Emily observó las caras de los aldeanos que se pusieron en círculo; el destello amarillo de los faroles mostraba un claroscuro de sus facciones, pelo húmedo y agitado por el viento, y de los ojos oscuros. Vio la piedad que surgía de la consciencia de la muerte y la pérdida pero, por encima de todo, volvió a conmoverla la sensación de miedo que lo impregnaba todo.

Bajó la mirada hacia el cuerpo. Era un hombre joven, de unos treinta años. Tenía la piel de color ceniza, algo azulada alrededor de los labios y las cuencas de los ojos. A la luz del farol, su cabello parecía oscuro, pegado a la cabeza y caído sobre la frente. Era bastante alto, parecía esbelto y llevaba una chaqueta de marinero y unos pantalones burdos. Y por encima de todo era guapo. Tenía cara de soñador, de ser un hombre con todo un mundo en la cabeza.

Emily quería preguntar si había muerto, imaginando a su pesar cómo había sucedido, pero temía la respuesta. Observó el círculo de caras que la rodeaban; una por una. Estaban inmóviles, agarrotadas por la compasión y, sobre todo, por el horror.

– ¿Le conocen? -preguntó Emily, y una repentina tregua del viento hizo que pareciera que les estaba gritando.

– No -contestaron ellos-. No…

Y sin embargo estaba convencida de que ellos estaban mirando algo que en parte esperaban ver. No expresaban sorpresa, ni desconcierto, solo una certeza terrible.

– ¿Está muerto? -le preguntó al padre Tyndale.

– No -contestó este-. Ven, Fergal, ayúdame a cargármelo al hombro, y le llevaré a casa de Susannah. Tenemos que conseguir que se seque y entre en calor. Maggie, ¿tú te quedarás con él? ¿Y la señora Radley, sin duda?

– Sí, por supuesto -confirmó Emily-. Nosotras somos las que vivimos más cerca y tenemos mucho espacio.

* * *

Llegaron a la casa, y Susannah debía de haberse quedado levantada y mirando por la ventana, porque abrió la puerta antes de que llamaran. Llevaron al joven arriba con dificultad, arrastrando sus botas y golpeándole las manos entumecidas contra los barrotes. Lo tumbaron en el suelo y las mujeres les pidieron que salieran. Susannah ya había sacado una camisa de dormir, presumiblemente una de Hugo que había conservado. Emily se preguntó si habría guardado toda su ropa.

En la cama no había sábanas, solo mantas.

– Hago… -empezó a decir Emily.

– Las mantas abrigan más -la interrumpió Susannah-. Las sábanas más adelante, cuando la sangre vuelva a circular. -Bajó la vista hacia la cara del hombre, y en la suya había tristeza y miedo, como si finalmente hubiera sucedido algo que temía desde hacía mucho tiempo.

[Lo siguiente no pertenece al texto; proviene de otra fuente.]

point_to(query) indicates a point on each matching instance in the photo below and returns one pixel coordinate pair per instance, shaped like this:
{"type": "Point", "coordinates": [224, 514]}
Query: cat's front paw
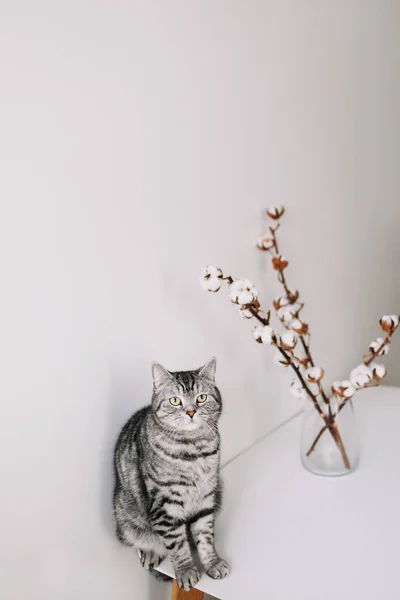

Entonces ellas también salieron a buscar platos de sopa caliente para los hombres, y todas las prendas de lana y calcetines secos que pudieran encontrar. Todos los hombres tenían que volver. Tal vez el mar había arrojado a alguien más, vivo o muerto.

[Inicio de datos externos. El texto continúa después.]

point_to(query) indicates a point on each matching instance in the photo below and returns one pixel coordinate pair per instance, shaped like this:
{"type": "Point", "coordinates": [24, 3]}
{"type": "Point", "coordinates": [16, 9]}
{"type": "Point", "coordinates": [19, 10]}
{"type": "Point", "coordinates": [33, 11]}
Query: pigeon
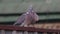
{"type": "Point", "coordinates": [27, 18]}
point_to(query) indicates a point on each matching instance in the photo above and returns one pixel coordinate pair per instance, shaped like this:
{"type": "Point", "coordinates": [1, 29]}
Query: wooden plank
{"type": "Point", "coordinates": [2, 32]}
{"type": "Point", "coordinates": [33, 29]}
{"type": "Point", "coordinates": [19, 6]}
{"type": "Point", "coordinates": [14, 32]}
{"type": "Point", "coordinates": [14, 18]}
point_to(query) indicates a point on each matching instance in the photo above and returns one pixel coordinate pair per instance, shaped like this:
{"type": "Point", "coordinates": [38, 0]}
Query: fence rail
{"type": "Point", "coordinates": [5, 29]}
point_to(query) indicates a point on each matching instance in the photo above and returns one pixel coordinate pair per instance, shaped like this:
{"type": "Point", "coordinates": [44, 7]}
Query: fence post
{"type": "Point", "coordinates": [2, 32]}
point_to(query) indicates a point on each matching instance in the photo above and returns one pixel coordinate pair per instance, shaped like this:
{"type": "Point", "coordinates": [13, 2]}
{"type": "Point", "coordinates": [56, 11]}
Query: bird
{"type": "Point", "coordinates": [27, 18]}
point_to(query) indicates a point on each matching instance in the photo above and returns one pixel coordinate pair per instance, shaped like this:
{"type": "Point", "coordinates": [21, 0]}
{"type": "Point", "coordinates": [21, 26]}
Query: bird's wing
{"type": "Point", "coordinates": [20, 20]}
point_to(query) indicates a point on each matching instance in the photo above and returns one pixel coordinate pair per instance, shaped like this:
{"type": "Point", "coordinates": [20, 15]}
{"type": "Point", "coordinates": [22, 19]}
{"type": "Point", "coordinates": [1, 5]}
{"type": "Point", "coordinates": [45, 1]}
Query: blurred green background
{"type": "Point", "coordinates": [20, 6]}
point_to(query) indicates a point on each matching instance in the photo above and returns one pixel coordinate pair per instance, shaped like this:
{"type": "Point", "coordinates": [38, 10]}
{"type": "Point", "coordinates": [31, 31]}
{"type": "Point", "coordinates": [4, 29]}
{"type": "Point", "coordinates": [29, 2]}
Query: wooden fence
{"type": "Point", "coordinates": [6, 29]}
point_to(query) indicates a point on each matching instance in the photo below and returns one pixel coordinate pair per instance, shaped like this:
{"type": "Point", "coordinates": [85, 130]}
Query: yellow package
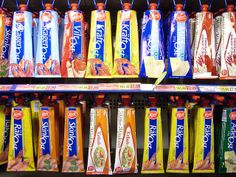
{"type": "Point", "coordinates": [204, 142]}
{"type": "Point", "coordinates": [34, 105]}
{"type": "Point", "coordinates": [178, 159]}
{"type": "Point", "coordinates": [100, 59]}
{"type": "Point", "coordinates": [99, 158]}
{"type": "Point", "coordinates": [47, 146]}
{"type": "Point", "coordinates": [153, 143]}
{"type": "Point", "coordinates": [126, 59]}
{"type": "Point", "coordinates": [126, 143]}
{"type": "Point", "coordinates": [5, 120]}
{"type": "Point", "coordinates": [21, 155]}
{"type": "Point", "coordinates": [73, 159]}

Emily pasó resto de la noche haciendo turnos con Maggie O'Bannion para vigilar al joven, darle masajes en las manos y los pies, cambiar las piedras de la cama, que habían calentado en el horno y habían envuelto en tela, y controlar cualquier indicio de que había recuperado la consciencia. Nadie sabía cuánta agua había tragado, y tenía el pecho, las piernas y los hombros cubiertos de moratones y magulladuras, como si se hubiera golpeado contra los restos del barco una y otra vez.